Producing nutritious food: Journal Club with Cecilie Dyngeland

At this week’s Journal Club, Grantham Scholar Cecilie Dyngeland led a discussion on the challenges of developing a global food supply that is not just sustainable, but which has nutritious diversity. You can read her take below.

This week’s paper

‘Measuring nutritional diversity of national food supplies’ by R. Remans, S. Wood, N. Saha, T.L. Anderma and R.S. DeFries

cecile-dyngelandThe paper I chose for this week’s journal club was ‘Measuring nutritional diversity of national food supplies’ by R. Remans, S. Wood, N. Saha, T.L. Anderma and R.S. DeFries, published in the journal of Global Food Security in 2014.

As the fifth of “the Granthams” choosing a paper I felt this article was a nice continuation of previous discussions we have had on sustainable diets, global agricultural production and farming practices. It also showed an example of a type of analysis which I will use myself in my research on food security in Brazil. My hope was that we would be able to find aspects of the paper relevant to all of our research, and perhaps also shed even more light on the complexities of food security.

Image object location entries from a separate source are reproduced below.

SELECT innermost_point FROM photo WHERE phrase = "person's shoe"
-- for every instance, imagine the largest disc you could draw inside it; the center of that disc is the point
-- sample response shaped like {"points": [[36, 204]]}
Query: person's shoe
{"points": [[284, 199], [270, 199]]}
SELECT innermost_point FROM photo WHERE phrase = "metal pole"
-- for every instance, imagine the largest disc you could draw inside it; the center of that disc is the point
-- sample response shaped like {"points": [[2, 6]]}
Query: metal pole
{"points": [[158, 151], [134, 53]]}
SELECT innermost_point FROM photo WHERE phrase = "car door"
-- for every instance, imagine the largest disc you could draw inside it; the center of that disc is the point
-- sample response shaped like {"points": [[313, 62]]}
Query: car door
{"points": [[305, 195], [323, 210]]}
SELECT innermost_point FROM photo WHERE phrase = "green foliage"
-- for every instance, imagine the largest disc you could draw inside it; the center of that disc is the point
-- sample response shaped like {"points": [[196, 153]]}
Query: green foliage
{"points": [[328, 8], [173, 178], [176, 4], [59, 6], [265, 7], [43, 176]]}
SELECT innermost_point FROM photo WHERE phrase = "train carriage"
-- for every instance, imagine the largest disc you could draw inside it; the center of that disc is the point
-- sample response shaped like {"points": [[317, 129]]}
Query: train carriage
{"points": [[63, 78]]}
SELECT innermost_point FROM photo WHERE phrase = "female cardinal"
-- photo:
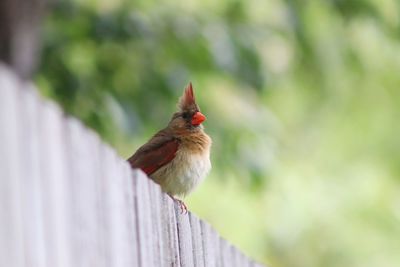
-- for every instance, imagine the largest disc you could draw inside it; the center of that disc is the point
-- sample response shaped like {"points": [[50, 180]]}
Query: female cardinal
{"points": [[178, 156]]}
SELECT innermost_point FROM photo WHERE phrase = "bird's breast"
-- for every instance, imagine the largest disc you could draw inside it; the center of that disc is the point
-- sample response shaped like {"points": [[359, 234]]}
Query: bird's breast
{"points": [[184, 172]]}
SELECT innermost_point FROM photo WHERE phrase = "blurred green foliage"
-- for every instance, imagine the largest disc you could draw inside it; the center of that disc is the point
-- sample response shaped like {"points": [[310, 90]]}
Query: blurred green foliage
{"points": [[302, 103]]}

What the article tries to do is go beyond the pure focus on agricultural production and apply a nutritional lens to look at how production and nutrition combine on a global scale. More specifically it looks at how national production diversity relates to nutritious diversity and how both measures of diversity affect nutrition and health.

Our discussion was very interesting and many drew upon own knowledge and examples which further enriched it. From the paper, we gathered there is an important distinction to be made between production diversity and nutritional diversity. In West Africa, for instance, production diversity is high, yet because a large amount of the food grown is staple crops like rice, maize and sorghum they score low in nutritious food supply. We also found that income appears to play a large part in diversity of nutritional diversity. Wealthier countries, regardless of domestic production, can just import the food they need, whereas poorer countries lacking that ability have to rely more on their national production. This brought about an interesting discussion on how globalisation and international trade affect which products are most profitable to produce for a country, regardless of their nutritious value.

The paper also brought up the issue of food reliance. We considered a future world where trade is made more difficult, and wondered if wealthier countries who are now overly dependent on importing nutritious food from elsewhere will be the ones suffering most if trade becomes restricted. Likewise, we discussed the current global food system and examples from around the world where the reduction in biodiversity in crops has caused negative outcomes in yields, threatening the ability of future agricultural production and the supply of nutritious food.

Lastly, we acknowledged the gaps and limitations of the article and thought especially about the fact that food production for household consumption and subsistence farming is not included, although for the developing countries especially this production can make up a substantial part of daily diets, providing important nutrients. Had this data been available perhaps it would paint a different picture of national food diversity.

I daresay we all agreed that monitoring the nutritious value of the food produced is important and there is a need to consider this fact when decisions on food productions are made. We are, however, questioning whether it will be emphasised as much as profit does in today’s system, thinking trade will still be a main driver over which type of food is produced and consumed where.